Question

A satellite is revolving in a circular orbit around the earth with total energy \( E \). Its potential energy in that orbit is

• A. \( \frac{E}{2} \)
• B. \( 2E \)
• C. \( E \)
• D. \( 4E \)

Hint:

The total energy of a satellite in a circular orbit is related to its potential energy by \( E = \frac{U}{2} \), so the potential energy is twice the total energy.

Answer 1

The Correct Option is B

Step 1: Total energy in a circular orbit.
The total energy \( E \) of a satellite in a circular orbit around the Earth is the sum of its kinetic energy \( K \) and potential energy \( U \). For a satellite in orbit, the total energy is given by: \[ E = K + U \] The kinetic energy is \( K = \frac{1}{2} m v^2 \), and the potential energy is \( U = -\frac{GMm}{r} \), where \( m \) is the mass of the satellite, \( v \) is its velocity, \( G \) is the gravitational constant, and \( r \) is the radius of the orbit.
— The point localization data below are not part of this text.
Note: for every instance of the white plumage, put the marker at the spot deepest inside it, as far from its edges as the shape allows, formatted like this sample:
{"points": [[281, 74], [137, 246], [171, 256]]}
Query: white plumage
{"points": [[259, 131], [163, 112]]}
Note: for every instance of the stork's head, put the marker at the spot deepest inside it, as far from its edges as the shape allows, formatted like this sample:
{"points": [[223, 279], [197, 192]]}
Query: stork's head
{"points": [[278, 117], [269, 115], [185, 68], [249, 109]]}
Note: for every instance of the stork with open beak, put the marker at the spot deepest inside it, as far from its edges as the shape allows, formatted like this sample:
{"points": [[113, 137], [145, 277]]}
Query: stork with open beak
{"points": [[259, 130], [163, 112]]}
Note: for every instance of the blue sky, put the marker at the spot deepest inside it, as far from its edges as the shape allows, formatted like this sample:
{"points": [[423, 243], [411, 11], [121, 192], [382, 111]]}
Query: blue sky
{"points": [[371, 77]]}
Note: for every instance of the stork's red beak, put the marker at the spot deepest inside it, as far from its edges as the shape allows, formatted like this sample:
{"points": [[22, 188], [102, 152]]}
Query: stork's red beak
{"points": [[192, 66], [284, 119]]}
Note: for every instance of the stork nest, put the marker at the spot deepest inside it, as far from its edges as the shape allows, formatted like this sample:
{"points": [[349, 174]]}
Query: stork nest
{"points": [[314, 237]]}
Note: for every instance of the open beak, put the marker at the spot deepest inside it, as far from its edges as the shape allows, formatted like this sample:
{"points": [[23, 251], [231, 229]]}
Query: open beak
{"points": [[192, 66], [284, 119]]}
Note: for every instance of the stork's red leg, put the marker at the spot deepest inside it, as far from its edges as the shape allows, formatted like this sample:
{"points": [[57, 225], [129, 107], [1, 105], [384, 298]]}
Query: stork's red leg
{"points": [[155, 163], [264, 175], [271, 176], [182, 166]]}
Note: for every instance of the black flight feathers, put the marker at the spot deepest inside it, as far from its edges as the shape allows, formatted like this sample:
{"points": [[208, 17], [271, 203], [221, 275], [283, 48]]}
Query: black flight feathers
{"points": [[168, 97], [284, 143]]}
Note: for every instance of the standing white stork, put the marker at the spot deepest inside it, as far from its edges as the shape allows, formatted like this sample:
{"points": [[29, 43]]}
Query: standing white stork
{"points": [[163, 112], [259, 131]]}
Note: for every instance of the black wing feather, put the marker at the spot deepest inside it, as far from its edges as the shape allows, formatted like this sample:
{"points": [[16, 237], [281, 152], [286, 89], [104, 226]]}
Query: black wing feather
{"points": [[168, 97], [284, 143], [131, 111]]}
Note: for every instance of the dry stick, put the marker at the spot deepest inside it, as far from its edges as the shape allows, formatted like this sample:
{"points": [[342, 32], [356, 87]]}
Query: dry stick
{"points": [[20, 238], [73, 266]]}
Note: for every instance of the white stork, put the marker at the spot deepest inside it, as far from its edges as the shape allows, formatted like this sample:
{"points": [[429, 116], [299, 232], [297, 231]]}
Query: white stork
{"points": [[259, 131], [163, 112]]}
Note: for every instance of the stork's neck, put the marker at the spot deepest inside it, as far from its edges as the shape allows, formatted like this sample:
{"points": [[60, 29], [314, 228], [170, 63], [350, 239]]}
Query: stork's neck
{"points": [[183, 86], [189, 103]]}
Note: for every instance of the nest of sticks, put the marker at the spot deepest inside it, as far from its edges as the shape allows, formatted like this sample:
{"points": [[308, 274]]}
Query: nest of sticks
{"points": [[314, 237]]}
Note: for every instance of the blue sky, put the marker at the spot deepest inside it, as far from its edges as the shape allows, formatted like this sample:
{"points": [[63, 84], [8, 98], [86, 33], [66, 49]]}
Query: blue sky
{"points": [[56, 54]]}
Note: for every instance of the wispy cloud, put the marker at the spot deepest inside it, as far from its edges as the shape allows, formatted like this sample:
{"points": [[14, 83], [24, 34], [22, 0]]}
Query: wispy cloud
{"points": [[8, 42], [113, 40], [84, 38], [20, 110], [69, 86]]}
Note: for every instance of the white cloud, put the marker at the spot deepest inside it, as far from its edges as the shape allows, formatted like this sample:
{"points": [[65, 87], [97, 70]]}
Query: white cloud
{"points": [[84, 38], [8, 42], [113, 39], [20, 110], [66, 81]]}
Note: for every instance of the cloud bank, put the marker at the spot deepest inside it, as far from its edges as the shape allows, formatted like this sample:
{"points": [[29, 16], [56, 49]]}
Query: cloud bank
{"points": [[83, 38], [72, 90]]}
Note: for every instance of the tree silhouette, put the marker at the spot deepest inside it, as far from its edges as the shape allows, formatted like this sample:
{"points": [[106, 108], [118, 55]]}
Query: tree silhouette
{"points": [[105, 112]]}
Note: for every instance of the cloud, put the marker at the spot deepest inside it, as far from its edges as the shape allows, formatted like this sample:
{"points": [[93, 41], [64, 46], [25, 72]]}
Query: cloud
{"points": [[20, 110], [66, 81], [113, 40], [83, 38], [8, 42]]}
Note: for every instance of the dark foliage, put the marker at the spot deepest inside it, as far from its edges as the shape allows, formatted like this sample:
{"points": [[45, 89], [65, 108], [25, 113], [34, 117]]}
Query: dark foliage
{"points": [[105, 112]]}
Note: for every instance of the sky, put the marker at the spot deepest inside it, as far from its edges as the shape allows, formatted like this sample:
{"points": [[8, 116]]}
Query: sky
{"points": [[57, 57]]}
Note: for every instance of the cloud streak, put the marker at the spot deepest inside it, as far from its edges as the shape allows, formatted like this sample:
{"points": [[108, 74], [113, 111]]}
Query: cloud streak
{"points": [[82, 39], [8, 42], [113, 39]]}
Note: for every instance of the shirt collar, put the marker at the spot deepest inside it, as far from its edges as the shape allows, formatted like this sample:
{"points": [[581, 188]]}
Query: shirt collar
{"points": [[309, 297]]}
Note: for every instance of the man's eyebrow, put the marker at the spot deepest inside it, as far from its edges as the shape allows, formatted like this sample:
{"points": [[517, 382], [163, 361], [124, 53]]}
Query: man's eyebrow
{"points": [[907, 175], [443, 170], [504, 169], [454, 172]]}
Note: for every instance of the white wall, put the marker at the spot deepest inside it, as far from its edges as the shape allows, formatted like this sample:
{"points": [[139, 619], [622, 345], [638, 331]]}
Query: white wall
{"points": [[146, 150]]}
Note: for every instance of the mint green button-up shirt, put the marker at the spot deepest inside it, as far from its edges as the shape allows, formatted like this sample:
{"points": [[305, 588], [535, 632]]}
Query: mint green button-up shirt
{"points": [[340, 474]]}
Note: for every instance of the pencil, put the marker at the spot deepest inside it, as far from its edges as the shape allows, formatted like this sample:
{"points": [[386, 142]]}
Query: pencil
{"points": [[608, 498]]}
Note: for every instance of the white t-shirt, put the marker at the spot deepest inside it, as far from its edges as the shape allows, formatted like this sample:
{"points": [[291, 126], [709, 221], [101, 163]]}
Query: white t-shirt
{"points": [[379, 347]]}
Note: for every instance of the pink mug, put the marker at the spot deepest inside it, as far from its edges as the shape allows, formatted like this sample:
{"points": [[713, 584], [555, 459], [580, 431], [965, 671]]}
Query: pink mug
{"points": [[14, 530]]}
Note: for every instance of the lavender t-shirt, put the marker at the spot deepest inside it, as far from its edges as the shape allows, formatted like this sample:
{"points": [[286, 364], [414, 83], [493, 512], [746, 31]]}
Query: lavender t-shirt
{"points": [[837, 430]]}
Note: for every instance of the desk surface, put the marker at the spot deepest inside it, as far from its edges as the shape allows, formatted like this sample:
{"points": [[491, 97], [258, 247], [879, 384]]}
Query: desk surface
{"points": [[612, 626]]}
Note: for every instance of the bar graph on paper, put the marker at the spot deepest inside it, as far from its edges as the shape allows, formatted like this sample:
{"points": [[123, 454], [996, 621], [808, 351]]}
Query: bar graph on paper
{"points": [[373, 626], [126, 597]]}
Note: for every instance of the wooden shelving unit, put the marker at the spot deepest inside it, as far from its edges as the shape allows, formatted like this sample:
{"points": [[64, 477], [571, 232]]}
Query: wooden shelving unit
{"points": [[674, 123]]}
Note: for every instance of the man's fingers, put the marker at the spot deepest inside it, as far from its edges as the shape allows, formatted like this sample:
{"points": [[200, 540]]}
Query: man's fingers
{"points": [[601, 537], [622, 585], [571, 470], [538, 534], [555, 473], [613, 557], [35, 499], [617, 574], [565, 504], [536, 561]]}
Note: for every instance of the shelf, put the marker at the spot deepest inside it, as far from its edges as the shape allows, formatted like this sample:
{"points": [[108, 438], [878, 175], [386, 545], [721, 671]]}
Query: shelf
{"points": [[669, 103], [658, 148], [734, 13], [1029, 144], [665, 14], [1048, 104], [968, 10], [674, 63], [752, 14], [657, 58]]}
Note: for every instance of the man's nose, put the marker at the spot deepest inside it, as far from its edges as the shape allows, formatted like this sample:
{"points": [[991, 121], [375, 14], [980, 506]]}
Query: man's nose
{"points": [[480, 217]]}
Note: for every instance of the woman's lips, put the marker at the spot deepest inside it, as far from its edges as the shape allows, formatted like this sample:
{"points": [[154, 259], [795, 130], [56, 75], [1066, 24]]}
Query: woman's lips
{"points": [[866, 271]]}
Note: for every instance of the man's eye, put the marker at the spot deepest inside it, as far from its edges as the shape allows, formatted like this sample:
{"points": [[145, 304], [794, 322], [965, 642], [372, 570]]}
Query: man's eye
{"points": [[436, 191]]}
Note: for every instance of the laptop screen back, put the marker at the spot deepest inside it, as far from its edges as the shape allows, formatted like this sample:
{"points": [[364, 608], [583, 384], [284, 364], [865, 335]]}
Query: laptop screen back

Step 2: Relationship between kinetic and potential energy.
The kinetic energy of a satellite in orbit is related to its potential energy by: \[ K = -\frac{U}{2} \] Thus, the total energy is: \[ E = K + U = -\frac{U}{2} + U = \frac{U}{2} \] Therefore, the potential energy \( U \) is: \[ U = 2E \] Step 3: Conclusion.
Thus, the potential energy of the satellite in its orbit is \( 2E \), which corresponds to option (B).